Any Idea whats the best way of getting this xml file into a data frame format in R. It can be any format tbl, data.table...
The xml file is under this link
I tried with the following code but it doesnt work:
result <- xmlParse(file = "kursliste_2022.xml")
xml_result <- xmlToList(result)
xml_structure(xml_result)
CodePudding user response:
Try this:
library(tibble)
library(XML)
library(xml2)
ur_xml <- "your_xml_path"
data <- read_xml(ur_xml)
doc <- xmlParse(data)
df <- xmlToDataFrame(nodes = getNodeSet(doc, "//your_node_of_interest"))
tb <- as_tibble(df)
CodePudding user response:
A data frame and an XML document do not have a unique 1 to 1 mapping. A data frame is a matrix like structure, hence with only two dimension, whereas an XML doc is more similar to an n-dimensional array.
As it turns out, there are multiple ways of doing what you ask, therefore your question is opinion based, which is normally not allowed here.
However, to give you an idea of how you would reduce the dimensions, you can repeat the same values on a column of your data frame For example, with respect to yours first three nodes:
library('xml2')
result <- read_xml("kursliste_2022.xml")
y <- lapply(1:3, \(i) xml_child(result, i))

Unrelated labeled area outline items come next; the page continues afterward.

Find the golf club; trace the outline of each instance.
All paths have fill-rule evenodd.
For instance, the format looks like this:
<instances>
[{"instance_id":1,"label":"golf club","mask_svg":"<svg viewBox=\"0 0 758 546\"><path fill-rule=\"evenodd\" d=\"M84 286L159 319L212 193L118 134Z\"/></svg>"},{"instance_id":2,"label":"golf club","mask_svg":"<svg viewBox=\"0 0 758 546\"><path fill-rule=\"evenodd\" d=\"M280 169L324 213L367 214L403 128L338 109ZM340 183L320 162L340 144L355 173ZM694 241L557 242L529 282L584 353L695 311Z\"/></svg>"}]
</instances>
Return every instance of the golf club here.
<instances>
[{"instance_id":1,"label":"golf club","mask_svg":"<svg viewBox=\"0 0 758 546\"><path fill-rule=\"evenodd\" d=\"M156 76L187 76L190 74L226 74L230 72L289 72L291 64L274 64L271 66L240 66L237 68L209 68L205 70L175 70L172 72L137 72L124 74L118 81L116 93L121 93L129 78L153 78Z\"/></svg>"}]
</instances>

Reduce(rbind, lapply(y, \(x) cbind(data.frame(t(xml_attrs(x))), t(sapply(xml_children(x), xml_attrs)))))
# id canton lang name
# 1 2587 AG de Aargau
# 2 2587 AG en Aargau
# 3 2587 AG fr Argovie
# 4 2587 AG it Argovia
# 5 2588 AI de Appenzell I. Rh.
# 6 2588 AI en Appenzell Inner-Rhodes
# 7 2588 AI fr Appenzell Rh.-Int.
# 8 2588 AI it Appenzello Interno
# 9 2589 AR de Appenzell A. Rh.
# 10 2589 AR en Appenzell Outer-Rhodes
# 11 2589 AR fr Appenzell Rh.-Ext.
# 12 2589 AR it Appenzello Esterno
Now, please, edit your question in a way that makes it clear what you are asking.